2 cups 125g / 4.4ozWhole wheat flour
1/2 teaspoon 2.5mlSalt
3 tablespoons 45mlGhee
3/4 cup 177mlWarm water minus 1 tablespoon
  Oil for frying

Recipe Instructions

Blend the flour and salt in a bowl. Ad the ghee and rub it into the flour with the tips of your fingers until it resembles a coarse flaky meal. Make a well in the center and pour in the water, then stir with a spoon until blended. Turn the dough onto a lightly floured board or work surface and knead for 7 minutes. Place the dough back in the bowl and cover with a slightly damp towel. Let rest for 30 minutes, or wrap in plastic and chill overnight. Bring to room temperature before rolling. Divide the dough in half into a cylinder, then cut each cylinder into 6 even-size pieces. Roll a piece of the dough into a ball between your hands, then flatten it into a disk.

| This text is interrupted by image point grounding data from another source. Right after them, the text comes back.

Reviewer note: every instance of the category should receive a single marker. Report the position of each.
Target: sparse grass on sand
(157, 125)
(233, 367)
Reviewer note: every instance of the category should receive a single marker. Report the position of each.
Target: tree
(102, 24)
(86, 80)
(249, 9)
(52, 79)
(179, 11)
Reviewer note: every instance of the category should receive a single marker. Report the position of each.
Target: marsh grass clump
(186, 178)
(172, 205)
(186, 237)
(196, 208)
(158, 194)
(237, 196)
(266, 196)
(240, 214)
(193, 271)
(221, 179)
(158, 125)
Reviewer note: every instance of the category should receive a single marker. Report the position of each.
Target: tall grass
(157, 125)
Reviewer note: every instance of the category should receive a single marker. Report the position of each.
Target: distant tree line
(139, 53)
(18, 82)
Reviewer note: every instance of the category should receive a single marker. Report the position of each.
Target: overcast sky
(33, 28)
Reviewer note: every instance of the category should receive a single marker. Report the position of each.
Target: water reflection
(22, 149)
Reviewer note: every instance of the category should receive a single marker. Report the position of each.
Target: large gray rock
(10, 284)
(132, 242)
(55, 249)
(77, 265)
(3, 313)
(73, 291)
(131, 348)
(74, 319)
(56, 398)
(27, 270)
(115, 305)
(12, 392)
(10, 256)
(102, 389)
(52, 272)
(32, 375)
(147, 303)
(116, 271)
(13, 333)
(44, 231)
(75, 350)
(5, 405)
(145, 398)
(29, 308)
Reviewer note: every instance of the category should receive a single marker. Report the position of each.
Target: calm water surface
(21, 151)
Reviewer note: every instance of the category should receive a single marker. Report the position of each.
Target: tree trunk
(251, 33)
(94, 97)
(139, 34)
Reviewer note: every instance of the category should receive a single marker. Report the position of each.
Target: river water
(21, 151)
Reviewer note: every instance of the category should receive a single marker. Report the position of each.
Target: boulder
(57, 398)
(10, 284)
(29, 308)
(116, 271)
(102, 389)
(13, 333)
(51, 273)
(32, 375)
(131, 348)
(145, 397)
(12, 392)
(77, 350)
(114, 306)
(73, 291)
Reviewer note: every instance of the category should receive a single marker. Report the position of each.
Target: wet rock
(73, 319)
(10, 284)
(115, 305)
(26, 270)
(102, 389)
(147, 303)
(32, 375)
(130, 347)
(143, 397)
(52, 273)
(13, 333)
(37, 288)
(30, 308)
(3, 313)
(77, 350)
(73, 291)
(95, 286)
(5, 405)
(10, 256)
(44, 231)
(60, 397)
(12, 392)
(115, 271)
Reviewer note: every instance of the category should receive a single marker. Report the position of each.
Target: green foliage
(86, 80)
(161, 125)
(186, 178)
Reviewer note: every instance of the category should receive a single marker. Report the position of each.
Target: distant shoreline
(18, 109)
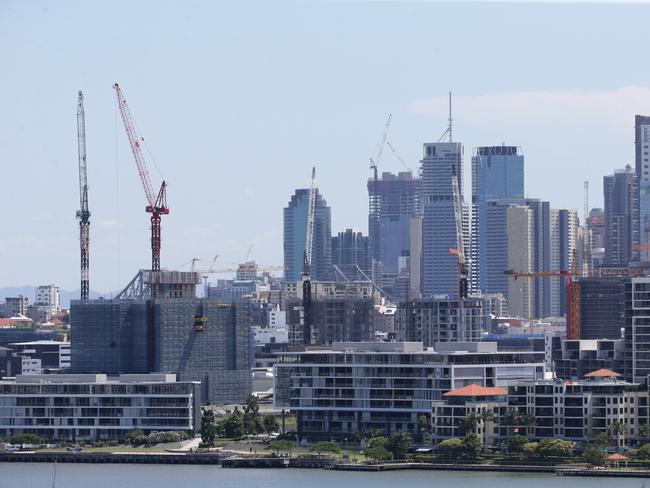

With a rolling pin roll the disk on a lightly floured surface into a 5-inch circle, turning the dough as necessary to keep the circle evenly round. Lightly flour the work surface as necessary. Repeat with the remaining dough and unevenly stack the puris as you go along, then cover with a slightly damp towel. Pour enough oil into a medium skillet to reach a depth of 2 inches, and heat over medium heat until hot but not smoking. To test if the oil is hot enough drop a tiny piece of dough into it; it should sizzle immediately and rise to the surface. Slide one puri into the oil and press it down with a slotted spatula to deep it below the surface.

It will immediatley begin to puff up. Cook for 30 seconds, then turn over and cook another 30 seconds, or until lightly golden. Drain on paper towels and serve immediately, or you can keep them in a 250 degree oven for the few minutes it takes you to finish the batch.

note: do not be surprised if all of the puris don't puff up perfectly.Sometimes that happens, but they are still delicious. If many of them don't puff up then perhaps they are not evenly round, or perhaps they have been rolled larger than 5 inches. In either case, form the uncooked dough into a ball again and reroll into a circle.